Missed opportunity to tackle teacher workloads in Vic deal

Victorian teachers and school support staff stand to make fairly modest gains in the new industrial agreement between the Australian Education Union (AEU) and the Labor government. It is hardly the “great win” claimed by branch president Meredith Peace.

Teachers and support staff will get a wage rise of 13.7 percent over the life of the four-year deal, well short of what we were asking for (principals will get 17.1 percent). Daily rates for relief teachers will rise more significantly, but they will still earn less than their counterparts in other states. Some welcome initiatives include paid family violence leave, some time release for AEU reps, union training leave for all members and bans on quotas on the number of staff who can progress up the salary scale and on lump sum performance pay.

However, ask any teacher what their major concern is and the answer will be loud and clear: workloads.

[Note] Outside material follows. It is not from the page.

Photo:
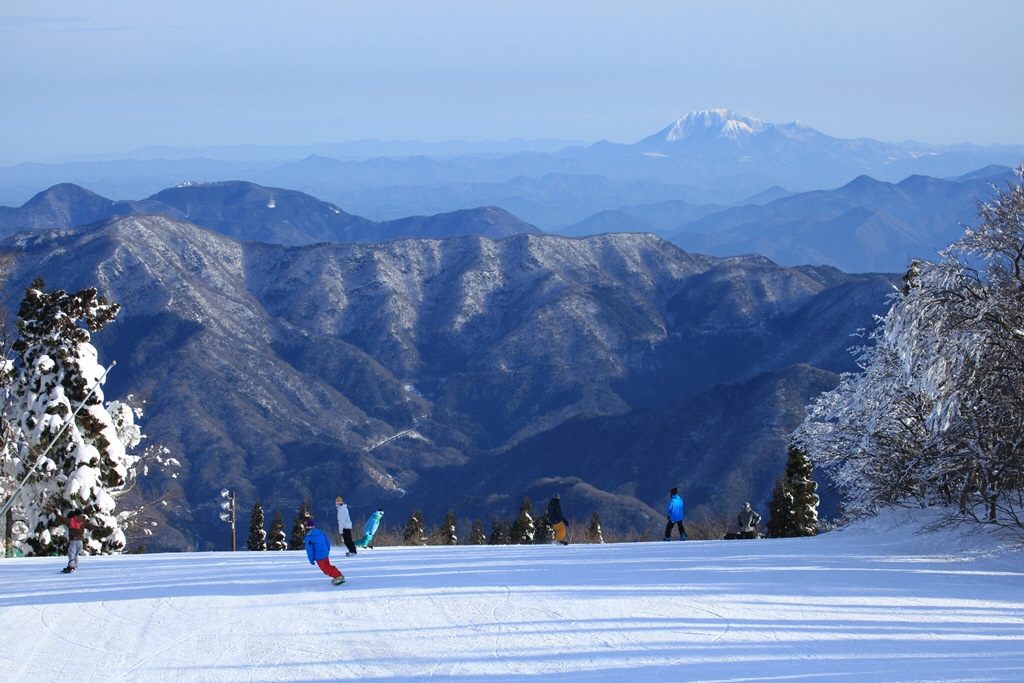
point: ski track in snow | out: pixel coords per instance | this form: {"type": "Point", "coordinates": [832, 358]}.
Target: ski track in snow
{"type": "Point", "coordinates": [858, 604]}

An independent survey commissioned by the AEU last year found that 80 percent of teachers worked an average of 53 hours per week – a whopping 15 hours of unpaid overtime. So our log of claims included a reduction in face-to-face teaching hours and a cap on class sizes. But there has been no improvement whatsoever on this front.

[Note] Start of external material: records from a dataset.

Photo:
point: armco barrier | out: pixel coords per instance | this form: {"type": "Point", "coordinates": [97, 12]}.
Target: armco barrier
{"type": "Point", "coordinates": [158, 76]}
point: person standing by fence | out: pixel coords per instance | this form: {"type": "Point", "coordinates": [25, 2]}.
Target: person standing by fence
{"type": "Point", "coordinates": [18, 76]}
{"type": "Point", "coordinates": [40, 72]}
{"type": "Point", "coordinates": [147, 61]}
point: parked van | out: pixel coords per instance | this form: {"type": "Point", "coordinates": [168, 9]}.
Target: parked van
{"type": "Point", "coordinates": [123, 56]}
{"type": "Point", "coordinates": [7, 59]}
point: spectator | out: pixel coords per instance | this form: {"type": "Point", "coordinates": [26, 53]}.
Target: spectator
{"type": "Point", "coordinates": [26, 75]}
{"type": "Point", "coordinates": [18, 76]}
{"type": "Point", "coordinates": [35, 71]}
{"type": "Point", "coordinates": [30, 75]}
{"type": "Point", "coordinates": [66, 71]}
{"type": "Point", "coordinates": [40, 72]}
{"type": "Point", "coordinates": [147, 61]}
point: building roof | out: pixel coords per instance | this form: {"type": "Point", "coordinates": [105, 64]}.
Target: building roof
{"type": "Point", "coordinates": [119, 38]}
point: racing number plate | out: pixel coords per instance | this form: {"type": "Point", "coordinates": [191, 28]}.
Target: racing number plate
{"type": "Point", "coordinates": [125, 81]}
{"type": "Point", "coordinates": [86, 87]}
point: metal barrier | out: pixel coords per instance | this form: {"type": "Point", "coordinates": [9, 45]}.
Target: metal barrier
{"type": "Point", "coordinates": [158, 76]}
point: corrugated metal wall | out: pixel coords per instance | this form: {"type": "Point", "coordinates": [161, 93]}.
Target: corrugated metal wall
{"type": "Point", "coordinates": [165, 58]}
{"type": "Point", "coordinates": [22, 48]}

Instead, teachers will get four “professional practice” days per year when they are released from teaching duties for other work “directly related to teaching” such as planning, preparation, assessment, professional development and peer observation. To say this is a drop in the overall workload bucket would be an overstatement. And it will be another four years before we can address the workload issue again.

A side deal between the government and the union also means that eligible employees on fixed-term contracts will be able to get permanent employment, determined centrally (though principals will still have some say). While this is a positive development, it is not enshrined in the agreement itself, which means it cannot be enforced if, for example, there is a change of government.

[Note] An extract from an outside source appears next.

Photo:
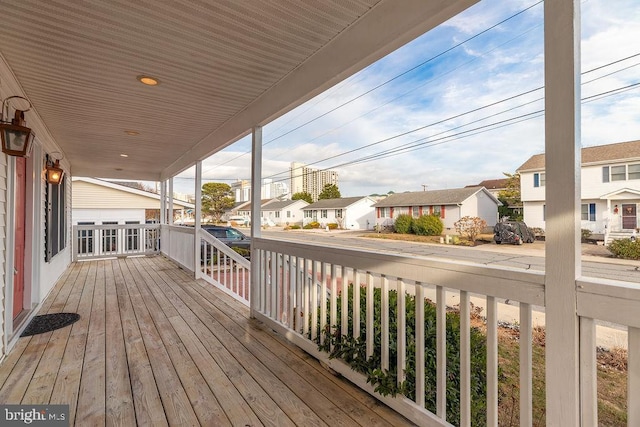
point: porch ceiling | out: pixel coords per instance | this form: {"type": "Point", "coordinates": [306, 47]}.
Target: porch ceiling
{"type": "Point", "coordinates": [223, 68]}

Negotiations for the agreement started more than a year ago and had stalled until the union applied to Fair Work in February for a protected industrial action ballot. The government then quickly offered some concessions. The inescapable conclusion is that we could have done much better if we’d proceeded with an industrial campaign, including strikes. But the AEU leadership chose to accept what was on offer without firing a shot. Many teachers will see this as a missed opportunity.